Las conferencias mundiales sobre promoción de la salud han permitido la evolución del concepto de salud desde una visión centrada en la atención sanitaria hacia un enfoque más amplio basado en la prevención, la participación comunitaria y los determinantes sociales de la salud . Desde la Conferencia de Ottawa (1986), considerada un punto de inflexión, se estableció que la promoción de la salud debía proporcionar a las personas herramientas para mejorar su bienestar y tomar decisiones sobre su propia salud.
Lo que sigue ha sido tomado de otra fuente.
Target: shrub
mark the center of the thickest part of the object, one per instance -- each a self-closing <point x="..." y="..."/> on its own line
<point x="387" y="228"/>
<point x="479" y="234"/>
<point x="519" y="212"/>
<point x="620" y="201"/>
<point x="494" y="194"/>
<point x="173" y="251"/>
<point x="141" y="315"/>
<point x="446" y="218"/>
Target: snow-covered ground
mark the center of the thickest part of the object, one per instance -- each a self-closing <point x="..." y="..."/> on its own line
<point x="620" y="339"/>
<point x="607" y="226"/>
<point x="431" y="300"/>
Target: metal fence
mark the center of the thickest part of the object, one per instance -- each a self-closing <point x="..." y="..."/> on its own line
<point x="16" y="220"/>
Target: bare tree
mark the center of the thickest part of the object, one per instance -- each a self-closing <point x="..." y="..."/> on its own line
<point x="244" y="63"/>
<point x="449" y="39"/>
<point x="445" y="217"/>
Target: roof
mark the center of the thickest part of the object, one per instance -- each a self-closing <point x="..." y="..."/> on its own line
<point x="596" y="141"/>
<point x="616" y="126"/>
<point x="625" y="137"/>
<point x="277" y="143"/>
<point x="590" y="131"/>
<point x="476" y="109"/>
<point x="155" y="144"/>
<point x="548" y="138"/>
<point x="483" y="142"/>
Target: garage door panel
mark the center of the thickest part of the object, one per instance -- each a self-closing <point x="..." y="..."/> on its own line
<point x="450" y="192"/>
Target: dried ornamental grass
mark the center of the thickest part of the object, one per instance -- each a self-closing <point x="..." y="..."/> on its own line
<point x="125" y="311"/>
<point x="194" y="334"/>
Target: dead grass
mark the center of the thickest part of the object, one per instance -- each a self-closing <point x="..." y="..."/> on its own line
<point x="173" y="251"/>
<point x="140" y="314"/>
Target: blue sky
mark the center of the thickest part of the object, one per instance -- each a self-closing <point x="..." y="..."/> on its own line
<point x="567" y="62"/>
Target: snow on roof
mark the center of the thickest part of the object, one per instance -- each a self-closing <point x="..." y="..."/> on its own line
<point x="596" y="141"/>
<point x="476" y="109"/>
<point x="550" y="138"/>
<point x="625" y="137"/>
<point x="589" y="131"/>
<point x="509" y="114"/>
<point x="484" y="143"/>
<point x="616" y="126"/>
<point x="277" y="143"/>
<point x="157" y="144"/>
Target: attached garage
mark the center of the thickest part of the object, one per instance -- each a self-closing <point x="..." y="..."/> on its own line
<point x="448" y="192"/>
Posteriormente, encuentros como los de Adelaida, Sundsvall y Yakarta ampliaron este enfoque incorporando aspectos como las políticas públicas saludables, los entornos favorables y el empoderamiento comunitario.
Con el avance del siglo XXI, la promoción de la salud adoptó una perspectiva más global e integradora, centrada en la equidad en salud, la cooperación entre sectores y la sostenibilidad . Conferencias como las de México, Bangkok y Nairobi destacaron la necesidad de reducir desigualdades sanitarias, fortalecer alianzas entre gobiernos, sociedad civil y sector privado, y transformar la evidencia científica en acciones prácticas. Más adelante, Helsinki y Shanghái reforzaron la idea de “salud en todas las políticas”, vinculando la salud con la educación, el medio ambiente, el urbanismo y los Objetivos de Desarrollo Sostenible (ODS).
La conferencia más reciente, celebrada virtualmente en Ginebra en 2021, consolidó una visión de la salud como un derecho global conectado con el bienestar social, económico y ambiental . La Carta de Ginebra para el Bienestar subraya que la salud comienza en los hogares y comunidades, no únicamente en los hospitales, y propone medidas clave como una economía equitativa, la cobertura sanitaria universal, la transformación digital responsable y la protección del planeta. En conjunto, estas conferencias reflejan la evolución hacia un modelo de salud más preventivo, participativo y sostenible.